6. The method for promoting anaerobic methanogenesis of excess sludge by combined pretreatment of iron and calcium according to claim 5, wherein in step S2-3, the intensity of microwave irradiation is modulated during the microwave irradiation, and the method is divided into the following two stages:

the first stage: the microwave irradiation intensity is initially adjusted to 250-300W, the microwave irradiation time is 3-5 min, then the microwave irradiation intensity is reduced at the rate of 25-30W/min, and the rest 1/2 of powdery straws are added according to the adding amount of 1.8-3.5 g/min until the microwave irradiation intensity is adjusted to 70-80W;

and a second stage: continuously decreasing the microwave irradiation intensity at the speed of 13-15W/min, performing microwave irradiation treatment for 2-4 min, then keeping the microwave irradiation intensity unchanged, adding the compound into the serum bottle according to 2-4 blocks/min, uniformly mixing, and continuously performing microwave irradiation treatment for 2-4 min until the compound is added.

7. The method for promoting anaerobic methanogenesis of excess sludge by using the combined pretreatment of iron and calcium according to claim 1, wherein in the step S2, the purity of the calcium peroxide is 68-72%.

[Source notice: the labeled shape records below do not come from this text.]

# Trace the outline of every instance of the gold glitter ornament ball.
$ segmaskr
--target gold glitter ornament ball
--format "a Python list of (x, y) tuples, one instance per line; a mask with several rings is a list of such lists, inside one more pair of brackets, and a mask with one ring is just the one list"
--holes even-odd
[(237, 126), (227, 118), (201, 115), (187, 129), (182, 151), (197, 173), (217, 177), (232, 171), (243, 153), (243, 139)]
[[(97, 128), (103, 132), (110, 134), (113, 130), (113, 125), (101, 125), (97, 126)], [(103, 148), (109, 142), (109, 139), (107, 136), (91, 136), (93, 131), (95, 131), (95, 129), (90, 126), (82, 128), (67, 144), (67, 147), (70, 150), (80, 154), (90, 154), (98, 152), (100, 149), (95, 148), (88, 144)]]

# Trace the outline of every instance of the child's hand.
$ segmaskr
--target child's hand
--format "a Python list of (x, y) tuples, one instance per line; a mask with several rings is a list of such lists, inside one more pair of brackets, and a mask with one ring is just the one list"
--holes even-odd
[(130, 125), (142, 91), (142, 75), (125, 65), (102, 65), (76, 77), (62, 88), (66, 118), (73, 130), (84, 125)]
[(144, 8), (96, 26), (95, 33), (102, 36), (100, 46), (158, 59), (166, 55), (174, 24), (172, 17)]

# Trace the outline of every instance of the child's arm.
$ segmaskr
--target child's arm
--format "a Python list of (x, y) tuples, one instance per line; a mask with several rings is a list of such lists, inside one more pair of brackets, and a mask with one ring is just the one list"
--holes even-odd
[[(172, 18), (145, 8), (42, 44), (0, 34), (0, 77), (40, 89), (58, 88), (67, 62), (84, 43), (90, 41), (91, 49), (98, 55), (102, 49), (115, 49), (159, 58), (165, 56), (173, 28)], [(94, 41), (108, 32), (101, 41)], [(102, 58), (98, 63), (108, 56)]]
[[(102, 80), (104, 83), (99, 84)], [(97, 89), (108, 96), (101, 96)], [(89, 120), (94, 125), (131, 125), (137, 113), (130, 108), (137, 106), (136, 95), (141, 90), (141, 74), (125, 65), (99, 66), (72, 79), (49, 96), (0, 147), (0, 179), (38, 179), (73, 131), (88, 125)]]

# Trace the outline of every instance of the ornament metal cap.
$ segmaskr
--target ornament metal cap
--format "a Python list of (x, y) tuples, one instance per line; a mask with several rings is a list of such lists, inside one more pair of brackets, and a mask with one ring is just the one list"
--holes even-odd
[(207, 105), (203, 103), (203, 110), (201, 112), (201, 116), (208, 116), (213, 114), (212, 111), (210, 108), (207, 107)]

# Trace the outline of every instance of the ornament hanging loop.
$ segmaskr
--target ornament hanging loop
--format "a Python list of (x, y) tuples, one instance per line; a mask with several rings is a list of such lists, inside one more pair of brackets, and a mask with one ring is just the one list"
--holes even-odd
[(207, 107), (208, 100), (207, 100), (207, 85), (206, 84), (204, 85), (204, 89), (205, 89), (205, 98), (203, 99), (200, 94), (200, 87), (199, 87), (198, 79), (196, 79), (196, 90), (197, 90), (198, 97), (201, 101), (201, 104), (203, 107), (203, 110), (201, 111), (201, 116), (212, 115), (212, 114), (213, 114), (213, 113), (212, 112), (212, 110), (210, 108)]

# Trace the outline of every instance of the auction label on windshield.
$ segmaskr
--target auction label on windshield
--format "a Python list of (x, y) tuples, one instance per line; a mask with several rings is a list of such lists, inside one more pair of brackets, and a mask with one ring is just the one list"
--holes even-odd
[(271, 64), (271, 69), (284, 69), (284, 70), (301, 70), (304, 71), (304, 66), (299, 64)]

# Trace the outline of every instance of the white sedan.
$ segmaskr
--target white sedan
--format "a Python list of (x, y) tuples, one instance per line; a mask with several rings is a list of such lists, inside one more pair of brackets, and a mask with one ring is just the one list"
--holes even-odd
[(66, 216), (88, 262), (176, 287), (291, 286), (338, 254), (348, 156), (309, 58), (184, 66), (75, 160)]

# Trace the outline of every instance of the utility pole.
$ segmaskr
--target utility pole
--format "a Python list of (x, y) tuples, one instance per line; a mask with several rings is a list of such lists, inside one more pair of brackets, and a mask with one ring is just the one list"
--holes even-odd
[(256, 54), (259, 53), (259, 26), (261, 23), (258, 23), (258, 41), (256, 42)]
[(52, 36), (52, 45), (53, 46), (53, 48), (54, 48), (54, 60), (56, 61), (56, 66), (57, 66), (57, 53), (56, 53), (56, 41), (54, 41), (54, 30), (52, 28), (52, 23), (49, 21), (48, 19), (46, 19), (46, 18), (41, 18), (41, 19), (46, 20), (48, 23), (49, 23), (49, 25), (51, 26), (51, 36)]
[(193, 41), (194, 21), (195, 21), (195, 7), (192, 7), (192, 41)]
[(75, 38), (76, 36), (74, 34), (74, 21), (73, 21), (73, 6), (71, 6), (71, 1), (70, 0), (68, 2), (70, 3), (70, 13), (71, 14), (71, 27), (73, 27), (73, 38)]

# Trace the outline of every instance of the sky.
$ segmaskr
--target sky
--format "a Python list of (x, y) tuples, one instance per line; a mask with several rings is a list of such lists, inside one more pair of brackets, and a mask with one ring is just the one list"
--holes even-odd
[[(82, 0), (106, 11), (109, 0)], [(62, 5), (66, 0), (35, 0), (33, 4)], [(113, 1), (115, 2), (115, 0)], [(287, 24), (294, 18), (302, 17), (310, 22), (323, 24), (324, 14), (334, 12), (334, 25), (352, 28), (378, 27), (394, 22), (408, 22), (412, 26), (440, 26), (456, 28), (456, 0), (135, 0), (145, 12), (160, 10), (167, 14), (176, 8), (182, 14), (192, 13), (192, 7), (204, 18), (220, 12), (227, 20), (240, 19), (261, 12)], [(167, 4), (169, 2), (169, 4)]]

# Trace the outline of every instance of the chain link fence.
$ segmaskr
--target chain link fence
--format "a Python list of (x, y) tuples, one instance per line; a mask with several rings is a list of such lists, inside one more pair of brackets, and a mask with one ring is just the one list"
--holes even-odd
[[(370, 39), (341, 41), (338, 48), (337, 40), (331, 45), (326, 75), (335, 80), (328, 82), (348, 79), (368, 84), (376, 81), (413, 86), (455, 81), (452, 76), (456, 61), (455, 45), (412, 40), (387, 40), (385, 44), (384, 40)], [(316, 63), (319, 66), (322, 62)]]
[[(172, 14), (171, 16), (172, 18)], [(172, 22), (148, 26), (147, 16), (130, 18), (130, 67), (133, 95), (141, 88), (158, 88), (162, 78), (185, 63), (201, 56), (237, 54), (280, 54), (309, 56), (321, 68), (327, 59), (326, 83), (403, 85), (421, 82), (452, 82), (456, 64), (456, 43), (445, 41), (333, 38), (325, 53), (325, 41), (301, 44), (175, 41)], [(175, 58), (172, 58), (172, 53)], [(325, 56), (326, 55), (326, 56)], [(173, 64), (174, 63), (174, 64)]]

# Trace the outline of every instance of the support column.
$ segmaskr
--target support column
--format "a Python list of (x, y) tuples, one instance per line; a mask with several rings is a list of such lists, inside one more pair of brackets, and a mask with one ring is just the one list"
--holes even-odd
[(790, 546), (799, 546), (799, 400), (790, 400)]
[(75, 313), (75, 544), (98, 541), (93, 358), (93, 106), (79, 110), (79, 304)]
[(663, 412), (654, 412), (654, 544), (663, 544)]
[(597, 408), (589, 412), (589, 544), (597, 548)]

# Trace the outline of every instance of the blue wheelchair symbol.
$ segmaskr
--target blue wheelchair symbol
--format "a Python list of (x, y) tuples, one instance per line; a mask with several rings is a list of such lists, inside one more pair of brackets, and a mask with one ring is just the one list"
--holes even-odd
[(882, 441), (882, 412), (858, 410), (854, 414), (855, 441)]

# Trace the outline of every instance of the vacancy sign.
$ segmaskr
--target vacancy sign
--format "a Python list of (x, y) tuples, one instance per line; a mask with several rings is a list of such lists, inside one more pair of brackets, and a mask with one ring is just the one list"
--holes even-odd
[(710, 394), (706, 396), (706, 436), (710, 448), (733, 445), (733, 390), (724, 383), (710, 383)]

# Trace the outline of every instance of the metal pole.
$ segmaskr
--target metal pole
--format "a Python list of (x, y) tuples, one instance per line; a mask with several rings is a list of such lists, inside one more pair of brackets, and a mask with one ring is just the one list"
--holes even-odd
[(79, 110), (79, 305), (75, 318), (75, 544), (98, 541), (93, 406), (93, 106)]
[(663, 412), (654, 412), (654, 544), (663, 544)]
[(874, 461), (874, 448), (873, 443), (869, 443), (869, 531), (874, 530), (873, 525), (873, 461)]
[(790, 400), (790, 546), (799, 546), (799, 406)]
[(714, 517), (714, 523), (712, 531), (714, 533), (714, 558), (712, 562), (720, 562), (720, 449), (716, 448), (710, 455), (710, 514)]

8. The method for promoting anaerobic methanogenesis of excess sludge by using iron and calcium combined pretreatment as claimed in claim 1, wherein in the step S3, high-purity nitrogen with purity of 99.99-99.999% is adopted in the aeration process.

9. The method for promoting anaerobic methanogenesis of excess sludge by using iron and calcium combined pretreatment according to claim 1, wherein in the step S3, the inoculated anaerobic digestion sludge is obtained by collecting in a sludge anaerobic digestion tank, and the VSS content in the inoculated anaerobic digestion sludge is 19-21 g/L.